# Any benefit of ZFS on a small VM?



## csmitheu (Aug 21, 2014)

I'm provisioning a smallish VM (1GB RAM, 25GB storage) for an SVN server next week. The host machine is a Windows 2012 R2 with HyperV. Is there any advantage to using ZFS on such a small machine? I can only think of the ability to grow the volumes on the virtual disk easily and take snapshots of the repository.


----------



## SirDice (Aug 21, 2014)

I think it's a little "light" for ZFS. But if you can give it 2 GB it should run better. It won't give you stellar performance obviously but it'll work just fine.


----------



## csmitheu (Aug 21, 2014)

Thanks - will consider that. Not terribly concerned about performance, mainly maintenance cost.

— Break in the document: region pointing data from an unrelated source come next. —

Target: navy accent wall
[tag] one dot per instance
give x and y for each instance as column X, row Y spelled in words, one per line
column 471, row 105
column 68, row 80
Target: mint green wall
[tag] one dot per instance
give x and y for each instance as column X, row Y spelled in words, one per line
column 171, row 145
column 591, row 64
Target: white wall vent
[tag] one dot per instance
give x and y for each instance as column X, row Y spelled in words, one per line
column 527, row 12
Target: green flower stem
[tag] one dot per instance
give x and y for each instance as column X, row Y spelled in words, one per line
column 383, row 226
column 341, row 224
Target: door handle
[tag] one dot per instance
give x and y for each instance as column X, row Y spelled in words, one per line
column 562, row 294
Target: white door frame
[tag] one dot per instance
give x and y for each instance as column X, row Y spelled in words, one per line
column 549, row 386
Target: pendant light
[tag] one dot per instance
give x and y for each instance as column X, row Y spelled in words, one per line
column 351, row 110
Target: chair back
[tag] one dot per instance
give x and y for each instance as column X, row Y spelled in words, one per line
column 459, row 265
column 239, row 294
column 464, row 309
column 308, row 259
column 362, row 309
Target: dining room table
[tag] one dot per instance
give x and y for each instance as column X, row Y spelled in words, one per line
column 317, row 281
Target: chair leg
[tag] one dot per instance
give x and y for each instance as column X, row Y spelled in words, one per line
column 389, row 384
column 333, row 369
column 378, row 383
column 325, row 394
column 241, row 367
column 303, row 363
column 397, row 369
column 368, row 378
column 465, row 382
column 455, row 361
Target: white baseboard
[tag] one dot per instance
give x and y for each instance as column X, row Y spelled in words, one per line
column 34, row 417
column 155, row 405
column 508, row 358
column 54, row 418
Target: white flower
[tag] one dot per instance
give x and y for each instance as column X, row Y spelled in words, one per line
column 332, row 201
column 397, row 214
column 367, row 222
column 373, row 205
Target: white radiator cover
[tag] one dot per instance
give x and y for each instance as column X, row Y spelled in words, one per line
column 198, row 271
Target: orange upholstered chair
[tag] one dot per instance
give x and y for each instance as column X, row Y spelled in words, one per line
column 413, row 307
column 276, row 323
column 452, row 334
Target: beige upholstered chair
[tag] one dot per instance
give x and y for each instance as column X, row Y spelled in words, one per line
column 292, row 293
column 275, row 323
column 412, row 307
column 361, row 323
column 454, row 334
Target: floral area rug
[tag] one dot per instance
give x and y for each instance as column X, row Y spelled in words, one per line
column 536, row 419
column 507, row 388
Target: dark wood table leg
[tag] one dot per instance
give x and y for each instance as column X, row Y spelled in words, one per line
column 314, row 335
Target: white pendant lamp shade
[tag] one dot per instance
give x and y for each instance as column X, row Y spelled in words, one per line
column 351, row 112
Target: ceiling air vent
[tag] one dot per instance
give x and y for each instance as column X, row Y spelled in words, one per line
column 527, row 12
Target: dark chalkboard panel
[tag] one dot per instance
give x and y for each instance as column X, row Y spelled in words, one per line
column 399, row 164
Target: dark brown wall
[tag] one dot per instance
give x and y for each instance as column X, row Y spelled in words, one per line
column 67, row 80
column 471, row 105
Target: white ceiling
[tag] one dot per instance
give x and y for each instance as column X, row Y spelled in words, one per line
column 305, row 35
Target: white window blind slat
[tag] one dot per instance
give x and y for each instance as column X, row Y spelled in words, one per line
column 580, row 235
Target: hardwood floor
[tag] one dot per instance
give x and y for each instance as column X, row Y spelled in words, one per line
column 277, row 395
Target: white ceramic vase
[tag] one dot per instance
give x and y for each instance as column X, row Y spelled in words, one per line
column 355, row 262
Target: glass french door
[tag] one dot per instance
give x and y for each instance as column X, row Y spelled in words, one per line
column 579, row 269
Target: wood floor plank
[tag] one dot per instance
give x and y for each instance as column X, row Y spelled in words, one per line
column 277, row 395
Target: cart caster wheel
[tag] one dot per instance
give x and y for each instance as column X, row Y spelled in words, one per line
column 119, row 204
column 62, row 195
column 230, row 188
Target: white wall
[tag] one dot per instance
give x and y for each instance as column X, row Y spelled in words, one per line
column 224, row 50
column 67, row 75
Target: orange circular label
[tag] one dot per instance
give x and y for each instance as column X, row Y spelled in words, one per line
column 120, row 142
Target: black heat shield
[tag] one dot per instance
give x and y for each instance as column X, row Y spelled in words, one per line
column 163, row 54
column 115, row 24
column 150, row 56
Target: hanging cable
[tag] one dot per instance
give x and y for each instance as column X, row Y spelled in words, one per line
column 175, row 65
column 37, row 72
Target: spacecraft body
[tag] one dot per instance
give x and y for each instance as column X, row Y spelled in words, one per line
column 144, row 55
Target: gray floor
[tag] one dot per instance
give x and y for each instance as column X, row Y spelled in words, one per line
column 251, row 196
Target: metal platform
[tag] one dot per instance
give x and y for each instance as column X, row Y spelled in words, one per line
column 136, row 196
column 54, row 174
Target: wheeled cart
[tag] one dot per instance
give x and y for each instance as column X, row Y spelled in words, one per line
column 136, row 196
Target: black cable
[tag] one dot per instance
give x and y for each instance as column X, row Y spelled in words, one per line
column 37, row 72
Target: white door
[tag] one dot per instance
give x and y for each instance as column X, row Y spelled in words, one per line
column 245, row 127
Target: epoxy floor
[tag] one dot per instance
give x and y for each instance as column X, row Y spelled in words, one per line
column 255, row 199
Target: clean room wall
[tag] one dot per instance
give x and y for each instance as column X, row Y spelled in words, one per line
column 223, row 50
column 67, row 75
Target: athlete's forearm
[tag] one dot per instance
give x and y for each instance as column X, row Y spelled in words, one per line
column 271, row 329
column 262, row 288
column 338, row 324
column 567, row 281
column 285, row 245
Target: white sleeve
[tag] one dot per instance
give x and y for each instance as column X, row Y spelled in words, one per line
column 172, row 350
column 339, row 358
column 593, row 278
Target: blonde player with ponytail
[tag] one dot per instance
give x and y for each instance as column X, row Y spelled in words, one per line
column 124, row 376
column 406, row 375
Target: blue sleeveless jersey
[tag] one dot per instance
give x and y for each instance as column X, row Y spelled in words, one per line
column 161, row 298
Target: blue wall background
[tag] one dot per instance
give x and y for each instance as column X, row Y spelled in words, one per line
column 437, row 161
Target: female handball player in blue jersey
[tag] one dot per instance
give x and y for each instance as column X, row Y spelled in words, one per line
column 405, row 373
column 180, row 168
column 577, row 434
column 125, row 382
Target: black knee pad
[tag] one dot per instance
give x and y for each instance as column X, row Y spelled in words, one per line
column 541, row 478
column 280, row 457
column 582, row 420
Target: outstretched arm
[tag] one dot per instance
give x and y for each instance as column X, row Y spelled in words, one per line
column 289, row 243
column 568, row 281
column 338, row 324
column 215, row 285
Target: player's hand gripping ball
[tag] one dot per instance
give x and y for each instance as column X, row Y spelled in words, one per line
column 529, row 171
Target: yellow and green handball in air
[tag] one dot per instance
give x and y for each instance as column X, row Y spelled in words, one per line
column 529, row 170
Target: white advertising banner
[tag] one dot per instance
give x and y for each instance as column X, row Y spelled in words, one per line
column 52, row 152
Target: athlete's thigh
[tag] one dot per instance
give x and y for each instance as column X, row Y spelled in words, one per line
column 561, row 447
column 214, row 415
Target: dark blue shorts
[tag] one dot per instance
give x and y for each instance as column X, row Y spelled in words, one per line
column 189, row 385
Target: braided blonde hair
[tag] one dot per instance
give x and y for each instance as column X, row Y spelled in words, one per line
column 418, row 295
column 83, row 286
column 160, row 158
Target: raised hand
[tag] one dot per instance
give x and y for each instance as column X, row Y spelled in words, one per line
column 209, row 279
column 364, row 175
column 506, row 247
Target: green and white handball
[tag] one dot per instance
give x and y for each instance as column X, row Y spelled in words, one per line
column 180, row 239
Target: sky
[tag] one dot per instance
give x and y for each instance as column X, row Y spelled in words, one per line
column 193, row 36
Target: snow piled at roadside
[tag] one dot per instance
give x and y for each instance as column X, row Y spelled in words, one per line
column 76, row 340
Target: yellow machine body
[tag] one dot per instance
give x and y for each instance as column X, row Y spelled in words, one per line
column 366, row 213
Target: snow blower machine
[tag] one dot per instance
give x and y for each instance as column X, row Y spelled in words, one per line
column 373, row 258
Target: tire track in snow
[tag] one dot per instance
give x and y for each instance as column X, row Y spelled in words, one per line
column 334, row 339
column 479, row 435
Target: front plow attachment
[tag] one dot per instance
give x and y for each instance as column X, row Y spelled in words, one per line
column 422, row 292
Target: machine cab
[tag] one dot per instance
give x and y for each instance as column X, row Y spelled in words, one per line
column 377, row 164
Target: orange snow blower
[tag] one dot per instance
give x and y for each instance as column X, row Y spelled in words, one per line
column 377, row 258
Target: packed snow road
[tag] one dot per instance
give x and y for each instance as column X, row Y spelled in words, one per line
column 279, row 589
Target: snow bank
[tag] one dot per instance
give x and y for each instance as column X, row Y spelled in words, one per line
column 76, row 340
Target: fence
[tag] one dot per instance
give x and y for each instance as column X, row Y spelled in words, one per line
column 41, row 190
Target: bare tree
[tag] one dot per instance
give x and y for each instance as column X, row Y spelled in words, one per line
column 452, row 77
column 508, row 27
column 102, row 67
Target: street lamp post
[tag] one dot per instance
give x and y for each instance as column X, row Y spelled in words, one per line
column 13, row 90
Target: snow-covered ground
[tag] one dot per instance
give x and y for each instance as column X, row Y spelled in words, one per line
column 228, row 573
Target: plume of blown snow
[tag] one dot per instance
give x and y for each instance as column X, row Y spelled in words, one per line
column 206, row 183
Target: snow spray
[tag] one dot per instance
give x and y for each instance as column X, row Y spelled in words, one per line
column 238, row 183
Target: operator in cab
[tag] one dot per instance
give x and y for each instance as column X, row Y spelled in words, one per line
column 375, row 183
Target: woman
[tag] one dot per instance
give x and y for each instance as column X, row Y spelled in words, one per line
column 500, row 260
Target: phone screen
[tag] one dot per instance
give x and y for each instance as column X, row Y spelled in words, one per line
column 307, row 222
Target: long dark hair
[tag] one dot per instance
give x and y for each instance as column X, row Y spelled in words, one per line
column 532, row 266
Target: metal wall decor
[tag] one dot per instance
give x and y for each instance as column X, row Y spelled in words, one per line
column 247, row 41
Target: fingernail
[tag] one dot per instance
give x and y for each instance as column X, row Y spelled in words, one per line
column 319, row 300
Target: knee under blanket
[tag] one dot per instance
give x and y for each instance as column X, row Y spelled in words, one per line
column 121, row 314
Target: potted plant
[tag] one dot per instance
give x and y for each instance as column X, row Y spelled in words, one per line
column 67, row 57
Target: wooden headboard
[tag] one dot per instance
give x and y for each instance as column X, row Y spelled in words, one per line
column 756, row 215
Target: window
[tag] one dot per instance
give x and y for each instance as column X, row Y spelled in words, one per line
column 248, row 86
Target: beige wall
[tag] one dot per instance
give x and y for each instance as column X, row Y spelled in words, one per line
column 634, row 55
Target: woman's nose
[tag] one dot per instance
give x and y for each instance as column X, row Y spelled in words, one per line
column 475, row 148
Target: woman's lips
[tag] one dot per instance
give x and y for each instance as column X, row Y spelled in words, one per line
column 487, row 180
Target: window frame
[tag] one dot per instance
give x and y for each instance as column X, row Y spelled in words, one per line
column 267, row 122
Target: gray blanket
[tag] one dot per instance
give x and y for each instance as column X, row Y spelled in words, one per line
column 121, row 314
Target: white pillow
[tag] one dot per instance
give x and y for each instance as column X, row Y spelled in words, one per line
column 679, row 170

Can throw 4GB at it without stretching the host box.


----------



## asteriskRoss (Aug 21, 2014)

If it were me, I would use UFS for the virtual machine's file system.  I really love ZFS for snapshots, clones and being able to easily send datasets across the network, enabling creation and testing of a FreeBSD instance on one machine (maybe even a virtual machine) before transferring it to another.  However, virtual machine software like VMWare and VirtualBox provides most of this functionality already.  Any RAID you have implemented is likely already handled by the host machine.  You can take snapshots of your virtual machine and roll back changes if they don't work.  You can easily move your virtual machines onto another host.  growfs(8) makes it straightforward to resize your UFS partitions.  If ZFS doesn't provide anything that you need, save your host machine's resources and use UFS.


----------



## csmitheu (Aug 22, 2014)

Thanks - I was unaware of growfs(). That covers my main use case so I'll just stick with UFS.


----------